CSV to SQL insert: Awk for strings with multiple lines in csv

Hi Fellows,

I have been struggling to fix an issue in csv records to compose sql statements and have been really losing sleep over it. Here is the problem:

I have csv files in the following pipe-delimited format:

Column1|Column2|Column3|Column4|NEWLINE
Address Type|some descriptive text|"Mailing
Physical
Shipping"|some text here|NEWLINE
Street Number/Name|some description for rec 2|None|some text here|NEWLINE
City|description for rec 3|None|some text here too|NEWLINE
Zip|description for rec 4|text here|sdfla sdflsdhlsdfsk|NEWLINE
Record 5|description|"Main - Main record
Administrative - Administrative phone number
HR - HR phone number
Services - Services line
Fax - Facsimile phone number
Other"|some text here|NEWLINE
Grades Offered|description here|"IT - Infant/toddler
PR - Preschool
PK - Prekindergarten
TK - Transitional Kindergarten
KG - Kindergarten
01 - First grade
02 - Second grade
UG - Ungraded
Other"|some text here|NEWLINE

The output format I am looking for is the following:

insert into MyTBl values ( Column1,Column2,Column3,Column4,NEWLINE);
insert into MyTBl values ( 'Address Type','some descriptive text','Mailing \nMailing \n Shipping' ,'some text here','NEWLINE');
insert into MyTBl values ( 'Street Number/Name','some description for rec 2','None','some text here','NEWLINE');
insert into MyTBl values ( 'City','description for rec 3','None','some text here too','NEWLINE');
insert into MyTBl values ( 'Zip','description for rec 4','text here','sdfla sdflsdhlsdfsk','NEWLINE');
insert into MyTBl values ( 'Record 5','description','Main - Main record \nAdministrative - Administrative phone number \nHR - HR phone number \nServices - Services line \nFax - Facsimile phone number \nOther','some text here','NEWLINE');
insert into MyTBl values ( 'Grades Offered','description here','IT - Infant/toddler \nPR - Preschool \nPK - Prekindergarten \nTK - Transitional Kindergarten \nKG - Kindergarten \n01 - First grade \n02 - Second grade \nUG - Ungraded \nOther','some text here','NEWLINE');

I am having difficulty preserving the spaces in the fourth column data which is often a multiple line text in double quotes (strings). I need to preserve these new lines in that column in my database table.
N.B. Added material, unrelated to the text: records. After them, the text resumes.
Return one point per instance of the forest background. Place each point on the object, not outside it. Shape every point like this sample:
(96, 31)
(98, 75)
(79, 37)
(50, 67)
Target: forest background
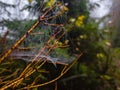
(59, 46)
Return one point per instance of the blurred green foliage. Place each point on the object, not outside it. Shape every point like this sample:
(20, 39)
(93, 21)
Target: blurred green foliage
(98, 68)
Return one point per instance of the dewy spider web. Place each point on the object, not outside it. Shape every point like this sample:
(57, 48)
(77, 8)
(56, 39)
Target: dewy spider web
(37, 61)
(32, 40)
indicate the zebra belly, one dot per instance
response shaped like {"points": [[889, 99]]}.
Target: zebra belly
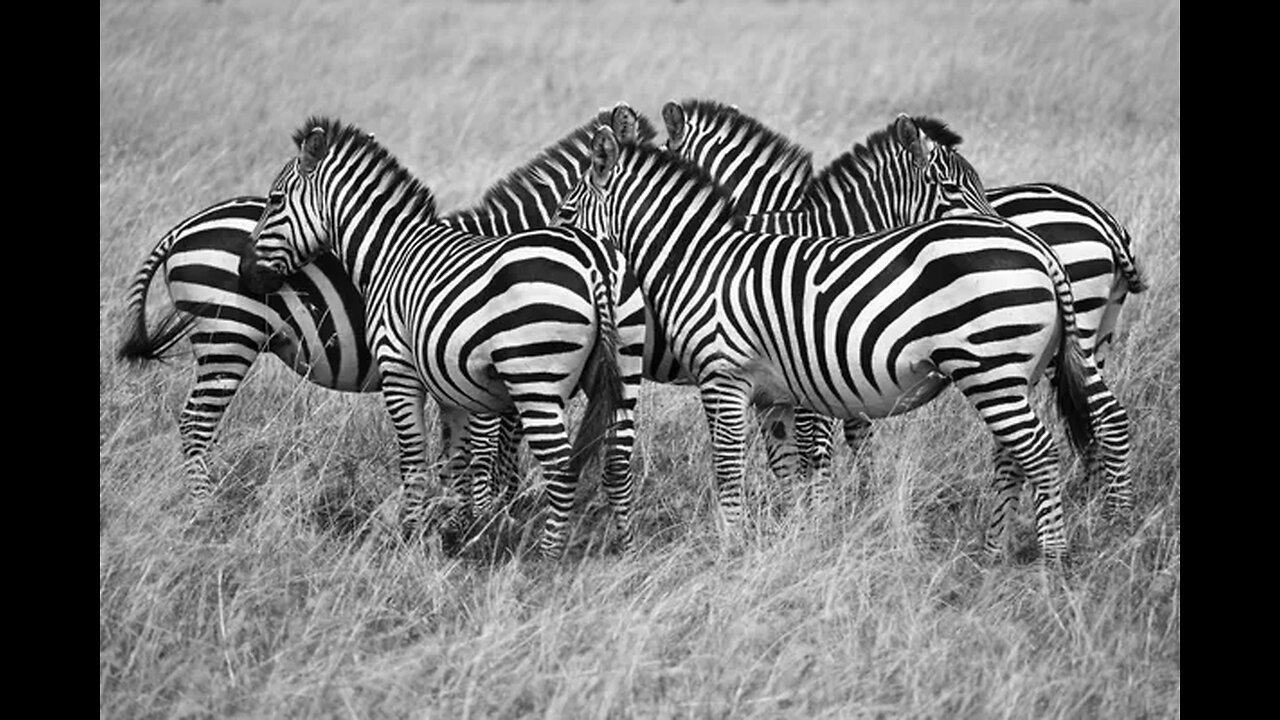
{"points": [[915, 388]]}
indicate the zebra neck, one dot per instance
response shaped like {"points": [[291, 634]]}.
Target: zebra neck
{"points": [[373, 227], [659, 250]]}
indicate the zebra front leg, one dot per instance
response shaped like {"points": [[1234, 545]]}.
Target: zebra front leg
{"points": [[405, 400], [484, 431], [778, 427], [819, 456], [725, 404], [858, 431]]}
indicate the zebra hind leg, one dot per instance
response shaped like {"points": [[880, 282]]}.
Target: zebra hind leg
{"points": [[778, 428], [1008, 486], [1111, 446], [725, 402], [1025, 441], [545, 425], [197, 424]]}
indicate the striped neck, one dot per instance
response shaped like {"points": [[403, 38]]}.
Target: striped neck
{"points": [[529, 195], [762, 169], [373, 203], [874, 186], [663, 209]]}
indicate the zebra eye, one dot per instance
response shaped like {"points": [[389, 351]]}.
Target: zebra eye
{"points": [[566, 213]]}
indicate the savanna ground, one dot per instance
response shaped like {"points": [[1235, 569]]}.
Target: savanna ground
{"points": [[297, 604]]}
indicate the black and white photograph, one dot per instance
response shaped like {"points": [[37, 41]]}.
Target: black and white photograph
{"points": [[607, 359]]}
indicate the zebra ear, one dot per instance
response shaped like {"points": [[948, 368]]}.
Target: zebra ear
{"points": [[604, 155], [673, 117], [918, 145], [625, 123], [312, 150]]}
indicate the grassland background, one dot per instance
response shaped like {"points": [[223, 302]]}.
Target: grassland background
{"points": [[878, 610]]}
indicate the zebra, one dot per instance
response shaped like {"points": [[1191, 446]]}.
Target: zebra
{"points": [[848, 326], [315, 322], [481, 324], [771, 182], [849, 197]]}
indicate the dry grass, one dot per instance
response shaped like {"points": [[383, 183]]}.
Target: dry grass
{"points": [[297, 604]]}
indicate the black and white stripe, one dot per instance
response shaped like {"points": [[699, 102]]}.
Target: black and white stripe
{"points": [[315, 322], [846, 327], [484, 326], [860, 192]]}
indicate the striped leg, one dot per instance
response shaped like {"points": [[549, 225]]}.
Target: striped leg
{"points": [[858, 431], [725, 404], [1008, 486], [218, 378], [777, 427], [805, 425], [1110, 424], [819, 456], [617, 470], [405, 399], [1008, 411], [485, 438], [507, 479], [545, 427]]}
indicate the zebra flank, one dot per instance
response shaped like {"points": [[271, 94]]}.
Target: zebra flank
{"points": [[314, 319], [483, 326], [869, 326], [863, 191]]}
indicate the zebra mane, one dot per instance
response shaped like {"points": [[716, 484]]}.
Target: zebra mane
{"points": [[863, 159], [789, 154], [342, 135], [567, 154], [688, 172]]}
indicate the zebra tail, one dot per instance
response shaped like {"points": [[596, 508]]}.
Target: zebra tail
{"points": [[140, 345], [1070, 384], [602, 382], [1128, 263], [1072, 381]]}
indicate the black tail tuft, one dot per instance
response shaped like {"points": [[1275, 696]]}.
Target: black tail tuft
{"points": [[1070, 386], [602, 382], [141, 346]]}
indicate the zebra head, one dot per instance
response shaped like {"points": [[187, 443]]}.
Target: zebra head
{"points": [[944, 181], [584, 205], [617, 127], [699, 130], [288, 235]]}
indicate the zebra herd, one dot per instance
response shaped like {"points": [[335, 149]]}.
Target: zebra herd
{"points": [[718, 258]]}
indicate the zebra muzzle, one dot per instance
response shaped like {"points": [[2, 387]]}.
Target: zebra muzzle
{"points": [[259, 277]]}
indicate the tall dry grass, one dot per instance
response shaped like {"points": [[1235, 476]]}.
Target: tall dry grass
{"points": [[297, 605]]}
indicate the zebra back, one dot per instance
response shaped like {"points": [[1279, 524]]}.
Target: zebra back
{"points": [[760, 168], [528, 196], [908, 172]]}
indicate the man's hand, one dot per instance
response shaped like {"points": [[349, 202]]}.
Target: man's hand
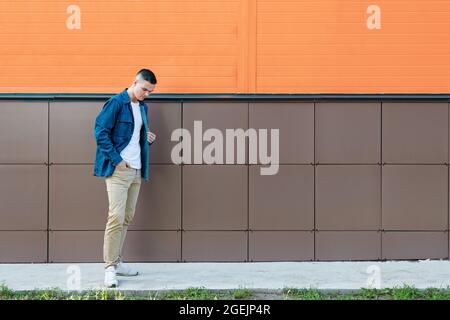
{"points": [[122, 164], [151, 137]]}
I wonder if someone can help in using awk or sed to do this. I use cygwin on windows platform.

thanks a lot!

Well, for starters, you need to adjust the CSV into the right number of columns...

Does this line

Column1|Column2|Column3|Column4|NEWLINE

actually exist in your input file?

The do not actually are in each of the files but some files have headers.
Thank you for your message.

How should I tell apart the files with headers from the files without?

Put this in a text file:

BEGIN { FS="|"; OFS="," }
# Append 'short' lines into one longer line
NF<5 { if(S){ $0="\\n" $0; } S=S $0; $0=S }
# When it fially ends in "NEWLINE", we know we have an entire record
$NF == "NEWLINE" {
        for(N=1; N<=NF; N++)
        # Add single quotes to things lacking double quotes
        if(substr($N,1,1) != "\"")
                $N = "'" $N "'";

        print "insert into MyTBI values("$1,$2,$3,$4,$5");";
        S="";
}

and use it like this:

$ awk -f myawk.txt < data
insert into MyTBI values('Column1','Column2','Column3','Column4','NEWLINE');
insert into MyTBI values('Address Type','some descriptive text',"Mailing\nPhysical\nShipping",'Unchanged from Version 1','NEWLINE');
insert into MyTBI values('Street Number/Name','some description for rec 2','None','some text here','NEWLINE');
insert into MyTBI values('City','description for rec 3','None','some text here too','NEWLINE');
insert into MyTBI values('Zip','description for rec 4','text here','sdfla sdflsdhlsdfsk','NEWLINE');
insert into MyTBI values('Record 5','description',"Main - Main record\nAdministrative - Administrative phone number\nHR - HR phone number\nServices - Services line\nFax - Facsimile phone number\nOther",'Unchanged from Version 1','NEWLINE');
insert into MyTBI values('Grades Offered','description here',"IT - Infant/toddler\nPR - Preschool\nPK - Prekindergarten\nTK - Transitional Kindergarten\nKG - Kindergarten\n01 - First grade\n02 - Second grade\nUG - Ungraded\nOther",'Unchanged from Version 1','NEWLINE');
$

Does | ever happen inside double-quotes? That won't be handled properly.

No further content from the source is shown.